1. An oscillating system, comprising:

a spindle;

at least one drive motor configured to drive the spindle about an axis of rotation;

a first plate and a second plate, the first plate cooperating with the second plate, the first plate being inclined relative to the axis of rotation, the second plate being ball-jointed on a second axis, which is offset relative to the axis of rotation, thus creating an amplitude of oscillations in the spindle, such that at least one of the two plates are driven by the drive motor, and the two plates rotate at different speeds.

2. The oscillating system as claimed in claim 1, wherein the two plates are in contact by balls.

3. The oscillating system as claimed in claim 1, wherein the amplitude of the oscillations is adjustable.

4. The oscillating system as claimed in claim 1, wherein the inclination of the first plate is adjustable.

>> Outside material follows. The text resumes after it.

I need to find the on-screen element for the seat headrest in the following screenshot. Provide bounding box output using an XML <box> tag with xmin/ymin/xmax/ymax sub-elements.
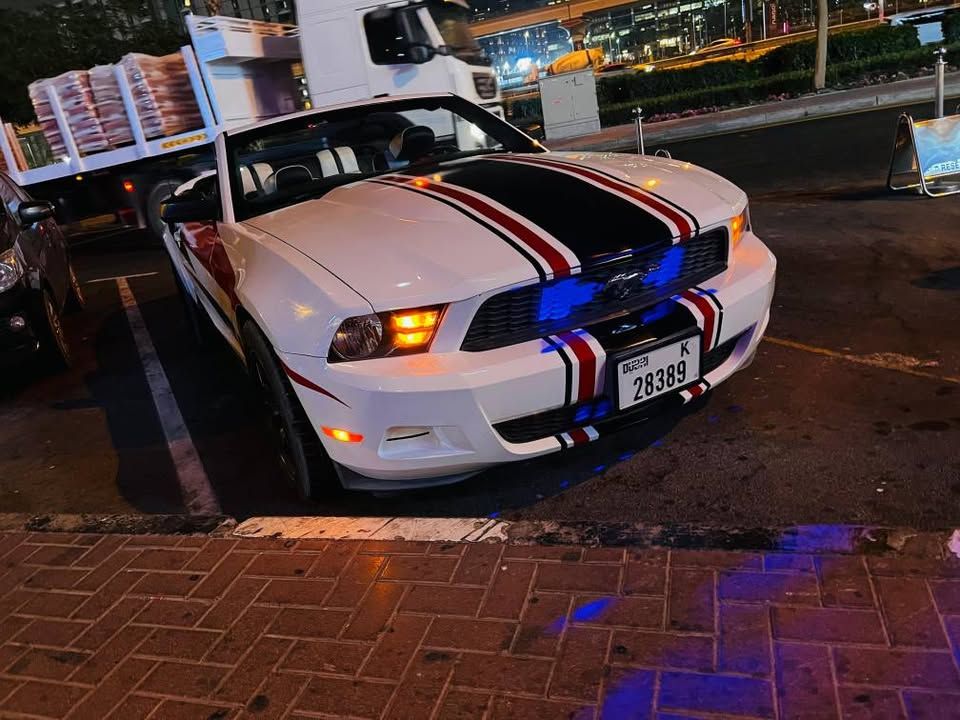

5. The oscillating system as claimed in claim 3, wherein the offsetting of the second axis relative to the axis of rotation is adjustable.

6. The oscillating system as claimed in claim 1, wherein the number of oscillations per rotation is adjustable.

7. The oscillating system as claimed in claim 1, wherein the plates are driven by different motors.

8. The oscillating system as claimed in claim 6, wherein the plates are driven by a gear train.

9. The oscillating system as claimed in claim 2, wherein the amplitude of the oscillations is adjustable.

10. The oscillating system as claimed in claim 2, wherein the inclination of the first plate is adjustable.

11. The oscillating system as claimed in claim 3, wherein the inclination of the first plate is adjustable.

12. The oscillating system as claimed in claim 4, wherein the offsetting of the second axis relative to the axis of rotation is adjustable.

13. The oscillating system as claimed in claim 2, wherein the number of oscillations per rotation is adjustable.

14. The oscillating system as claimed in claim 3, wherein the number of oscillations per rotation is adjustable.

15. The oscillating system as claimed in claim 4, wherein the number of oscillations per rotation is adjustable.

16. The oscillating system as claimed in claim 5, wherein the number of oscillations per rotation is adjustable.

17. The oscillating system as claimed in claim 2, wherein the plates are driven by different motors.

18. The oscillating system as claimed in claim 3, wherein the plates are driven by different motors.

19. The oscillating system as claimed in claim 4, wherein the plates are driven by different motors.

20. The oscillating system as claimed in claim 5, wherein the plates are driven by different motors.